Member of the U.S. House of Representatives from Maine's 3rd district
- In office March 4, 1857 – March 3, 1859
- Preceded by: Ebenezer Knowlton
- Succeeded by: Ezra B. French

Mayor of Belfast, Maine
- In office 1865–1867
- Preceded by: Albert G. Jewett
- Succeeded by: Albert G. Jewett

Member of the Maine House of Representatives from Belfast
- In office 1845–1846
- In office 1842–1844

Personal details
- Born: March 29, 1804 Sidney, Massachusetts, U.S.
- Died: July 26, 1877 (aged 73) Belfast, Maine, U.S.
- Resting place: Grove Cemetery, Belfast, Maine, U.S.
- Party: Republican (from 1856)
- Other political affiliations: Democratic (before 1856)
- Spouse: Caroline Williams Belcher ​ ​(m. 1836⁠–⁠1877)​
- Children: 6
- Education: Litchfield Law School
- Profession: Attorney

= Nehemiah Abbott =

American politician

Nehemiah Abbott (March 29, 1804 - July 26, 1877) was an American attorney and politician from Maine. Originally active in politics as a Democrat, he became a Republican when the party was founded in the mid 1850s. Among the offices in which he served were member of the Maine House of Representatives (1842–1844, 1845–1846), member of the United States House of Representatives (1857–1859), and mayor of Belfast (1865–1866).

==Biography==
Abbott was born in Sidney, Maine on March 29, 1804, a son of Asa Abbott and Hepzibah (Brooks) Abbott. He attended Litchfield Law School, was admitted to the bar in 1836 and began to practice in Calais, Maine. In 1839, he moved to Columbus, Mississippi, where he continued the practice of law.
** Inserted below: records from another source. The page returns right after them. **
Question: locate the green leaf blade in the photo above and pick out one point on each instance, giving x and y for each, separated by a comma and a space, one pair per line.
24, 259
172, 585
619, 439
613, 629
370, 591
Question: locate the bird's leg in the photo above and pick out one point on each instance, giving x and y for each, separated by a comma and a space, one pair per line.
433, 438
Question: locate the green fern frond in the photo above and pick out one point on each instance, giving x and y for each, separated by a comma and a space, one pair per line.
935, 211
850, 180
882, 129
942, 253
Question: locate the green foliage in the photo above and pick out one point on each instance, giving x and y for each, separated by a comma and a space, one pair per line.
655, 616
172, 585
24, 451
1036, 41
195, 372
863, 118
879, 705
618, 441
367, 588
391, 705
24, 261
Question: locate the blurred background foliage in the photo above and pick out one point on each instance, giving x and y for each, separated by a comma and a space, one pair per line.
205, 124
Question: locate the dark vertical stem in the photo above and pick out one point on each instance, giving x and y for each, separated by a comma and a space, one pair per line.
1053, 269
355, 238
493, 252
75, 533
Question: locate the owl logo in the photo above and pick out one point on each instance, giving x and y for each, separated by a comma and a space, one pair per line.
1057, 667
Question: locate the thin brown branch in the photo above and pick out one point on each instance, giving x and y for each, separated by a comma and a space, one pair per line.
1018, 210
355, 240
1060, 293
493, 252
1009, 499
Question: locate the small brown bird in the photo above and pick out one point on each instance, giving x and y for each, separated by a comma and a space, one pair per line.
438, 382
In 1840, he returned to Maine and settled in Belfast.

Originally a Democrat, in 1842, 1843, and 1845 he was elected to the Maine House of Representatives. Abbott became a Republican when the party was founded in the mid-1850s. In 1856, he was elected to the United States House of Representatives. He served one term, March 4, 1857 to March 3, 1859. During his U.S. House service, Abbott was a member of the Committee on Revolutionary Pensions. He did not run for reelection in 1858, and resumed the practice of law.

During the American Civil War, Abbott supported the Union. In 1864, he was appointed temporary chairman of the National Union Party nominating convention for Maine's 5th congressional district. He served as mayor of Belfast from 1865 to 1866.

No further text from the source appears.